3.4. Dirac Cone Approximation

Although the previous discussion provides good insight, it ignores a crucial issue related to the Lifshitz formalism in the calculation of the Casimir force. The problem arises from the need to integrate, to infinite frequency, an expression dependent on the susceptibility of graphene.

While the integral converges quickly along imaginary frequencies and can thus be truncated, shorter separations make higher and higher energies relevant. Therefore, the description of graphene must remain valid at these higher energy scales. Unfortunately, the closed-form susceptibility equation we use is only accurate below 2.5 eV, beyond which the Dirac-cone approximation breaks down due to the van Hove singularity and many-body effects, such as excitonic excitations [37,40]. In such a situation we should resort experimental data or more accurate descriptions of the susceptibility. In fact, if the response of graphene was known exactly at all relevant frequencies, the calculation of the force within the general Lifshitz framework should be accurate down to a few angstroms, at which point the evanescent decays of the $\pi$ orbitals on each graphene sheet start to interact.

In order to illustrate this issue and test the validity of the Lifshitz approach in the case of graphene, we calculated the deviation arising from truncating the integral (Equation (7)). This truncation does not have a physical meaning; its purpose is just to have an idea of the importance of the high energy region on the Casimir effect. The results are shown in Figure 5, where we plotted $\delta E=(E_{truncated}-E_{\infty })/E_{\infty }$ with $E_{\infty }$ given by Equation (7), and $E_{truncated}$ is the same integral but truncated to $\hslash {\omega }_{max}=2$ eV (red lines) or 10 eV (blue lines).

It is clear from the dashed lines in Figure 5 that the RPA response used here (Equation (1)) breaks down below 200 nm because it fails to take into account the Van Hove singularity, as discussed earlier. Unfortunately, even a response that would be accurate up to 10 eV, which corresponds to the deep UV, may not be capable of predictions for distances shorter than a few tens of nanometres. Nevertheless, it would be advisable for calculations made within this energy range to make use of experimental data for the response of graphene as they are certainly more appropriate than the available RPA.

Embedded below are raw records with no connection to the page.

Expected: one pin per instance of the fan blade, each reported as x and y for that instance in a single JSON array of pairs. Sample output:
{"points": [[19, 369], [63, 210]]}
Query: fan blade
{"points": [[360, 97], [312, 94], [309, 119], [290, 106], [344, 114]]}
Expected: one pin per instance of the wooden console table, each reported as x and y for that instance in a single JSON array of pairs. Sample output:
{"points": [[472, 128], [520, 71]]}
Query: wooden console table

When doping is considered (full lines), intraband excitations are allowed and the weight of the interband term in the integral is decreased, reducing the deviation severalfold for $\mu =2$ eV. This still does not solve the problem of deviation at quite large separations.

4. Conclusions

In this letter, we have revisited Casimir forces between graphene sheets, placing a particular emphasis on their physical origins. To that end we isolated each contribution, explaining in detail the energy range and corresponding separation distances in which they are influential. Furthermore, we made use of the force spectrum representation [7] to highlight the importance of surface plasmons and their dependency on non-locality. We observed that non-local effects do indeed strongly affect these modes at short distances, due to Landau damping. At large separations (low frequency), where a conduction current is prominent in the graphene response, they are instead very sensitive to Ohmic losses.

However, for small gaps, interband transitions dominate because the form of the graphene response considers that they exist, unmodified, to infinity. This arises from the linear dispersion predicted by the Dirac cone approximation, which contradicts experiments [37] for $\hslash \omega >2.5$ eV. By truncating the integral at this value, we showed that this description is unsuited to calculate the Casimir forces between graphene sheets below 200 nm separation distance. This means that there is currently a vast and technologically critical parameter space which is inaccessible by closed-form response function calculations, but of course, this can be fixed using experimental data.